SEC. 552. TECHNOLOGY FUND.
It is the policy of the United States to encourage broadcast
television, cable, satellite, syndication, other video programming
distributors, and relevant related industries (in consultation with
appropriate public interest groups and interested individuals from
the private sector) to--
(1) establish a technology fund to encourage television and
electronics equipment manufacturers to facilitate the
development of technology which would empower parents to block
programming they deem inappropriate for their children and to
encourage the availability thereof to low income parents;
(2) report to the viewing public on the status of the
development of affordable, easy to use blocking technology; and
(3) establish and promote effective procedures, standards,
systems, advisories, or other mechanisms for ensuring that
users have easy and complete access to the information
necessary to effectively utilize blocking technology and to
encourage the availability thereof to low income parents.
SUBTITLE C--JUDICIAL REVIEW
SEC. 561. EXPEDITED REVIEW.
(a) THREE-JUDGE DISTRICT COURT HEARING- Notwithstanding any other
provision of law, any civil action challenging the
constitutionality, on its face, of this title or any amendment made
by this title, or any provision thereof, shall be heard by a
district court of 3 judges convened pursuant to the provisions of
section 2284 of title 28, United States Code.
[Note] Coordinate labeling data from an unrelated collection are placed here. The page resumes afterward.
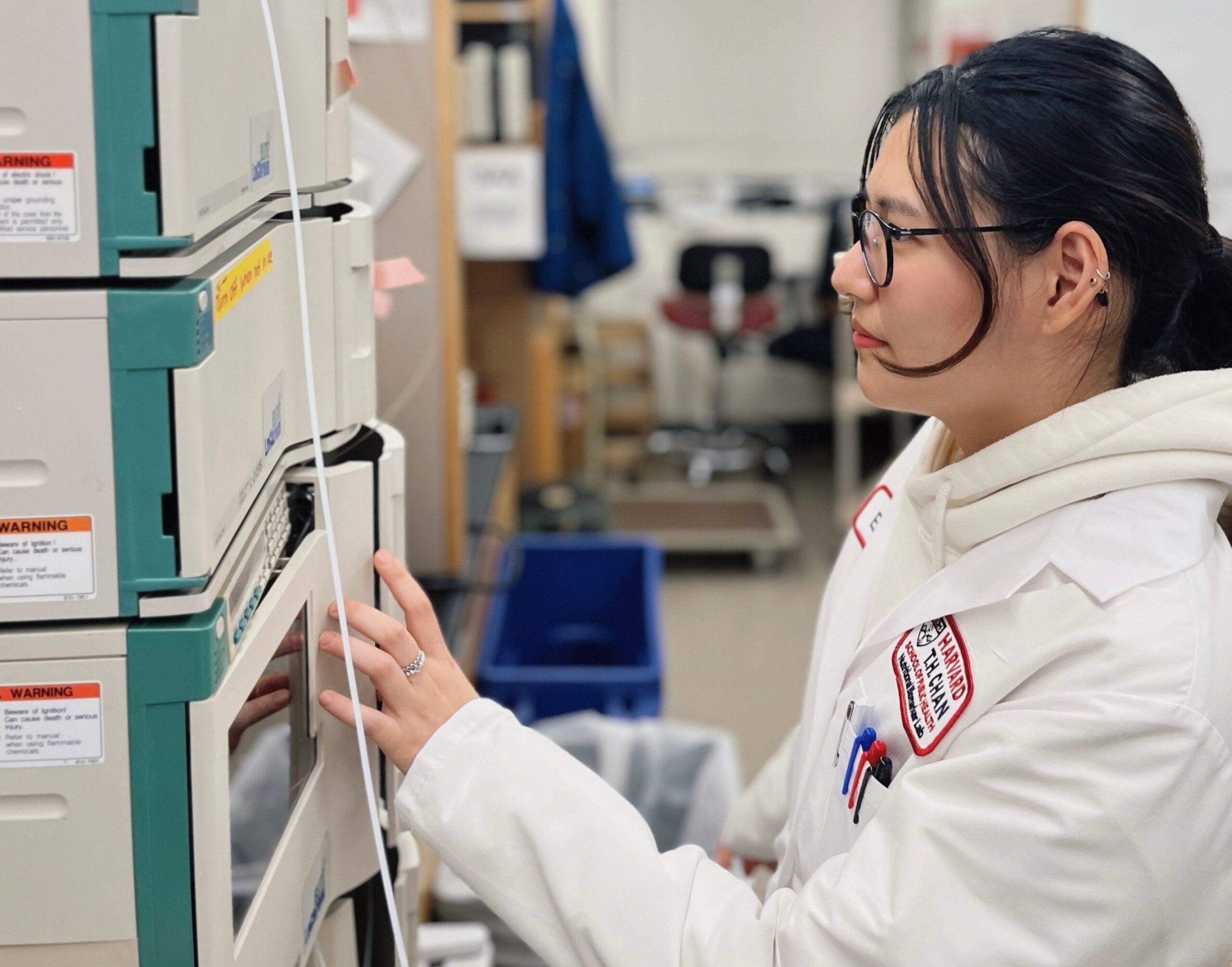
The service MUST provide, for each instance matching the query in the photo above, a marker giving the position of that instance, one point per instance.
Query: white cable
(323, 493)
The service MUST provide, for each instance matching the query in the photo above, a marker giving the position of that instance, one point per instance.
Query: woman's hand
(413, 706)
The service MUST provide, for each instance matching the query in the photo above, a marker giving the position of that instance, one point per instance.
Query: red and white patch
(934, 682)
(873, 514)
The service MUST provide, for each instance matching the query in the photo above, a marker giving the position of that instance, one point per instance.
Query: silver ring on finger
(416, 667)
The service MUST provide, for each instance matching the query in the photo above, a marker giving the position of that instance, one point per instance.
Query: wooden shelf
(494, 12)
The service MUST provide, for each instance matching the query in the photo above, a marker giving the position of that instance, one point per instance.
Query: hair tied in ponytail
(1215, 245)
(b) APPELLATE REVIEW- Notwithstanding any other provision of law,
an interlocutory or final judgment, decree, or order of the court
of 3 judges in an action under subsection (a) holding this title or
an amendment made by this title, or any provision thereof,
unconstitutional shall be reviewable as a matter of right by direct
appeal to the Supreme Court. Any such appeal shall be filed not
more than 20 days after entry of such judgment, decree, or order.